December 3, 2015 at 10:38 pm
(This post was last modified: December 3, 2015 at 10:41 pm by CapnAwesome.)
(December 3, 2015 at 10:24 pm)Cato Wrote:(December 3, 2015 at 10:01 pm)CapnAwesome Wrote: Except that this is my thread and it's a thread about the per capita murder rate. The gun deaths stat was brought it by you to derail my discussion. Also I asked earlier for an example where the per capita murder rate went down with gun bans and you brought in an article showing that gun deaths went down.
Also we don't live in a bubble where gun laws have never been enacted. I'll answer your question if you can answer this Do you know what happened to the murder rate in the UK when the UK enacted their gun laws?

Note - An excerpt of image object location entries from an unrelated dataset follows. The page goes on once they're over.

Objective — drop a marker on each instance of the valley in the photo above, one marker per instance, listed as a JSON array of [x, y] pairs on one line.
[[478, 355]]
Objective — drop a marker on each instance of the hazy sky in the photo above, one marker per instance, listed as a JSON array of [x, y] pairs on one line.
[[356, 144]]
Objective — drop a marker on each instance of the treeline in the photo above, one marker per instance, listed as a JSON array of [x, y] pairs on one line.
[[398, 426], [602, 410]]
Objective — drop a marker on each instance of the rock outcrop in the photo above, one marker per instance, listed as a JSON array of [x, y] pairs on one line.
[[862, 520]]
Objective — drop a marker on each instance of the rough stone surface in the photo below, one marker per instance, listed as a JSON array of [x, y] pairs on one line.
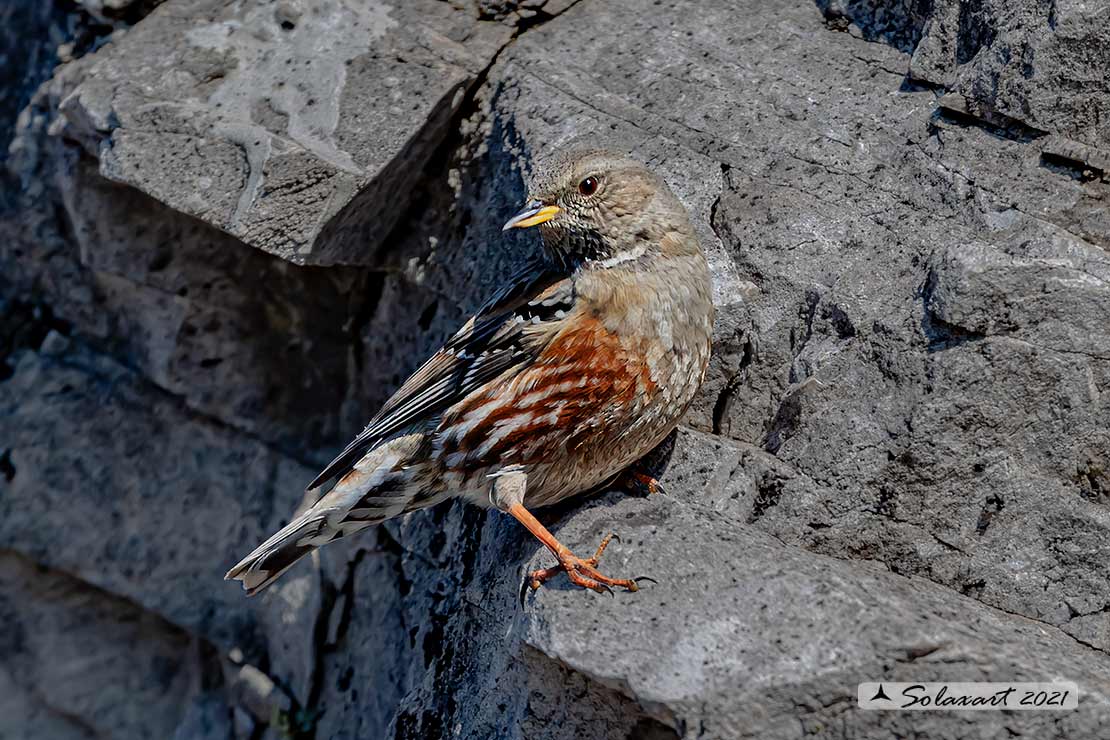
[[239, 115], [896, 469]]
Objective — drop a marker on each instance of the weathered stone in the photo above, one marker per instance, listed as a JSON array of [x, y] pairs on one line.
[[89, 664], [897, 467], [232, 114], [114, 483]]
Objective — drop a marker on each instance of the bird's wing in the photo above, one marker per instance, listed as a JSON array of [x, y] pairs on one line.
[[507, 332]]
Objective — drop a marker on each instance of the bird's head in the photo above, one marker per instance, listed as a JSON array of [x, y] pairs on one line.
[[597, 208]]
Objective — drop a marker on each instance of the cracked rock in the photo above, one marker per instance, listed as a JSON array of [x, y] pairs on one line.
[[236, 115], [896, 469]]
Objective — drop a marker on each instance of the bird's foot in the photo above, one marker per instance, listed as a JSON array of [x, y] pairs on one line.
[[583, 571], [641, 483]]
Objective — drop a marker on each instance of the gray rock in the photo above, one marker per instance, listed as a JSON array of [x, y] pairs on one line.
[[89, 664], [112, 482], [897, 467], [233, 114]]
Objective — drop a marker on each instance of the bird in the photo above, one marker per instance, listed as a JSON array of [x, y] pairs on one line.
[[577, 367]]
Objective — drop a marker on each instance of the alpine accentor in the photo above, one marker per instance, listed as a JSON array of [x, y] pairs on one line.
[[578, 367]]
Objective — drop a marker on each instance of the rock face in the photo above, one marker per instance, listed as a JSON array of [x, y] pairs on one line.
[[228, 231]]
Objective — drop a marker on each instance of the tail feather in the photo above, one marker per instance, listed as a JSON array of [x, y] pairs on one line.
[[383, 485], [280, 553]]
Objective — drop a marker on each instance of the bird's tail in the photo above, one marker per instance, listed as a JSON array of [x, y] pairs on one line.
[[276, 555], [382, 487]]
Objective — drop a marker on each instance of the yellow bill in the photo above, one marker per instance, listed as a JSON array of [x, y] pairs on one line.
[[532, 215]]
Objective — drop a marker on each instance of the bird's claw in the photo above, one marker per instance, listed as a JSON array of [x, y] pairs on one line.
[[581, 571]]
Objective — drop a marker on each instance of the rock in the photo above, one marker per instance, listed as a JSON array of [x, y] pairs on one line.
[[89, 664], [159, 529], [232, 114], [896, 469]]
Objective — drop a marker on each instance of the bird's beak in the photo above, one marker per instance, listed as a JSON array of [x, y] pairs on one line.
[[533, 214]]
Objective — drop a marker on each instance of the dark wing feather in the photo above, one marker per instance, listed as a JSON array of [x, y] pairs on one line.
[[496, 340]]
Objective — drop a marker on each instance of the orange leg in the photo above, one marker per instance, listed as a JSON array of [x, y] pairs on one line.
[[581, 571], [641, 482]]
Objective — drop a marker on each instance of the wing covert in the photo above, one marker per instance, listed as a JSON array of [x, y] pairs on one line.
[[506, 333]]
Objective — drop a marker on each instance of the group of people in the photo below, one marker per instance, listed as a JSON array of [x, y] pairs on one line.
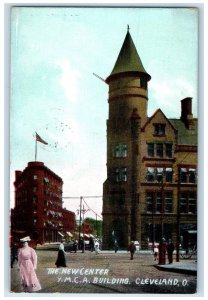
[[167, 247], [27, 263], [27, 259]]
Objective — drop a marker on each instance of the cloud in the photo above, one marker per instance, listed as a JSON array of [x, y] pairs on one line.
[[69, 80]]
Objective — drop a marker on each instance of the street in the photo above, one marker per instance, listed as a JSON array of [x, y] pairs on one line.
[[105, 273]]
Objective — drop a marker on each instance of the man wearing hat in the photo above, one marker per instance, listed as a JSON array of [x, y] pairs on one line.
[[27, 261]]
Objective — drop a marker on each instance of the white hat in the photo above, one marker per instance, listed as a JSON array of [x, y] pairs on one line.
[[25, 239]]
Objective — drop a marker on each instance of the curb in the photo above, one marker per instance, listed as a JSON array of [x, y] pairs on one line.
[[176, 270]]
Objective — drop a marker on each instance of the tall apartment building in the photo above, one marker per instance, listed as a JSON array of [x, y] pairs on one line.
[[38, 210], [151, 187]]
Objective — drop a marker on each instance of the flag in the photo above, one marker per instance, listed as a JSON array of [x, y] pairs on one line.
[[38, 139]]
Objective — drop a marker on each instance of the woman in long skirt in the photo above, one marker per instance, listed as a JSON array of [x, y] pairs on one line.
[[61, 261], [27, 261]]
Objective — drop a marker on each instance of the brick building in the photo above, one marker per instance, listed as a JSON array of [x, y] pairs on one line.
[[151, 187], [38, 210]]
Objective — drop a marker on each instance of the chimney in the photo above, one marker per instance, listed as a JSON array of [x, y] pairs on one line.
[[186, 112], [17, 174]]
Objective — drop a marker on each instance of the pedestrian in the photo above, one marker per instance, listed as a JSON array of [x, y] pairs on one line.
[[82, 245], [97, 247], [27, 263], [155, 251], [91, 244], [14, 253], [170, 249], [116, 246], [61, 261], [132, 249], [75, 246]]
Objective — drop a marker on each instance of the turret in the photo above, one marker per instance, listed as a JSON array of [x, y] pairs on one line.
[[128, 85]]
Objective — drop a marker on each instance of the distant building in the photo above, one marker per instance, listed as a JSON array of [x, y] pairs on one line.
[[151, 186], [38, 210]]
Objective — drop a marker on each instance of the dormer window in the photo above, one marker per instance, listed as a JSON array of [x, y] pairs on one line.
[[159, 129]]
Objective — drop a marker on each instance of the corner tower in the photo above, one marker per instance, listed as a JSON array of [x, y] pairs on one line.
[[128, 97]]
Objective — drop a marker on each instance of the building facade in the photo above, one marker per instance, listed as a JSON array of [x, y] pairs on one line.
[[38, 210], [151, 187]]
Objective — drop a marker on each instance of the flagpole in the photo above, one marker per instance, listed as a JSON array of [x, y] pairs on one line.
[[35, 148]]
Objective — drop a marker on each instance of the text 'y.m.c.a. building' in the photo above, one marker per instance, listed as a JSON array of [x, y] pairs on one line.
[[151, 187]]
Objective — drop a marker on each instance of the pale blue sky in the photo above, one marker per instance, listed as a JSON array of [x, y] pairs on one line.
[[55, 52]]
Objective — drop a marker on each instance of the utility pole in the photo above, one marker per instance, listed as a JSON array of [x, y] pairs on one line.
[[96, 226], [178, 218], [80, 218]]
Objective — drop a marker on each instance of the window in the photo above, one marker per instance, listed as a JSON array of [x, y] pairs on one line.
[[168, 174], [35, 188], [143, 83], [168, 202], [120, 150], [159, 129], [183, 175], [149, 200], [168, 150], [187, 175], [159, 174], [150, 174], [192, 203], [188, 202], [192, 175], [156, 200], [121, 174], [159, 202], [116, 151], [35, 200], [123, 150], [150, 150], [159, 150]]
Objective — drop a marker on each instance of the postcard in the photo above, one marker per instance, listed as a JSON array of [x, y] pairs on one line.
[[103, 150]]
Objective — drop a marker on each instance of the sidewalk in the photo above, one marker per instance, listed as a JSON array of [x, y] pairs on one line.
[[184, 266]]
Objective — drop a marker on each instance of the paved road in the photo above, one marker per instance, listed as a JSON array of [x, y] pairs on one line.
[[105, 273]]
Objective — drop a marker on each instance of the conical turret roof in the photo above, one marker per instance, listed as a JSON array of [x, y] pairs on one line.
[[128, 59]]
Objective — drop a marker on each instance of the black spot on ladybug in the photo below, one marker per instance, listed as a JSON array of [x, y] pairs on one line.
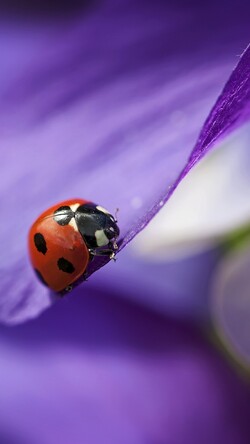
[[63, 215], [40, 277], [40, 243], [65, 265]]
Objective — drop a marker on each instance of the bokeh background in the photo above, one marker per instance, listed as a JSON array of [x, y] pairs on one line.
[[105, 100]]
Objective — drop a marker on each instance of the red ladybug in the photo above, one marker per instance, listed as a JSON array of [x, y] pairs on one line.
[[65, 238]]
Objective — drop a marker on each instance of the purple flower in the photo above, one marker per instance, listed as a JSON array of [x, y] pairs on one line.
[[106, 103]]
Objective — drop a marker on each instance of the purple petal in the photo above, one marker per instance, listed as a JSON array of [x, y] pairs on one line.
[[96, 369], [230, 302], [98, 106]]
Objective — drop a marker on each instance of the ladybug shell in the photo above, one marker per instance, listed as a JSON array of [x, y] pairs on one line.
[[58, 253]]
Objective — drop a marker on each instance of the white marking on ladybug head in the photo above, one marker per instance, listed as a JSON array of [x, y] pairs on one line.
[[74, 207], [101, 238], [72, 223], [103, 210]]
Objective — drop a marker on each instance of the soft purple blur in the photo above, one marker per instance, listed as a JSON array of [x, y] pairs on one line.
[[106, 101]]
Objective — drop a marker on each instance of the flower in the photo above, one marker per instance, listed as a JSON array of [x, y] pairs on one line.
[[108, 102]]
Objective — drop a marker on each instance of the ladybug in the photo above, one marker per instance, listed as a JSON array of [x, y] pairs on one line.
[[66, 238]]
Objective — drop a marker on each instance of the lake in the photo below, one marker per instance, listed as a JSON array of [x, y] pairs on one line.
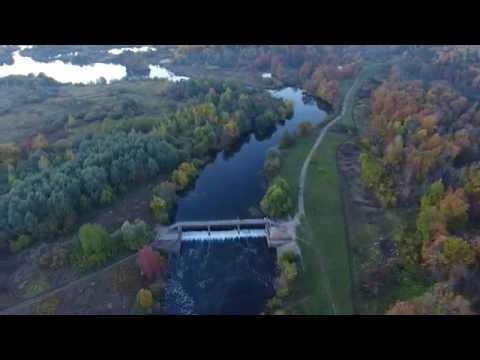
[[80, 74], [231, 276]]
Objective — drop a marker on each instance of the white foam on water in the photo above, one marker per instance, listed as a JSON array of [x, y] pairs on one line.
[[63, 72], [118, 51], [158, 72], [223, 235]]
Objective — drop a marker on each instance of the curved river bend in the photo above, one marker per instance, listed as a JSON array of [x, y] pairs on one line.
[[234, 276]]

Now you'll have me believe that this thread is specifically dedicated to per capita murder rates and has nothing at all to do with the mass shooting thread discussions from which it sprang. I now have my choice of turning your bubble analogy around on you or accuse you of attempting to take your ball and go home.
UK? Why are you ignoring the more appropriate example of Australia? Here's more. The actual study can be linked in the article:
Quote:So what have the Australian laws actually done for homicide and suicide rates? Howard cites a study (pdf) by Andrew Leigh of Australian National University and Christine Neill of Wilfrid Laurier University finding that the firearm homicide rate fell by 59 percent, and the firearm suicide rate fell by 65 percent, in the decade after the law was introduced, without a parallel increase in non-firearm homicides and suicides. That provides strong circumstantial evidence for the law's effectiveness.Bolding mine.
https://www.washingtonpost.com/news/wonk...australia/
The UK is a better example because they have stricter gun laws. They are also the example that seems to be compared to the US the most in other threads. (They are also the country who's gun laws I've studied the most, so the one I'm most likely to use)
.
At least it's a relevant stat and I'm glad that this thread has caused you to look into it so we are getting somewhere, and can have a civil discussion because we are actually talking about the topic at hand. This topic sprang from those threads because I think the overall homicide rate is far more relevant and wanted to discuss it. I also like pointing out that the world is getting better, not worse as so many would have you believe. I'd much rather live in a society with a low murder rate than one with a low gun deaths rate but high murder rate. So would any sane person.
I would note that in that time the US murder rate fell by a similar amount in that time, as you can see in the original chart of the murder rate in the US. Thus at least the author of that article admits that it is only circumstantial evidence. Unless we saw a similar drop with other enactments of gun laws, I'd suspect that the Australian murder rate went down the same reason the US, UK, and many other countries have seen a drop in their murder rates: an aging populace. Young men commit the vast majorities of murders.
Now why is Australia a more appropriate example than the UK?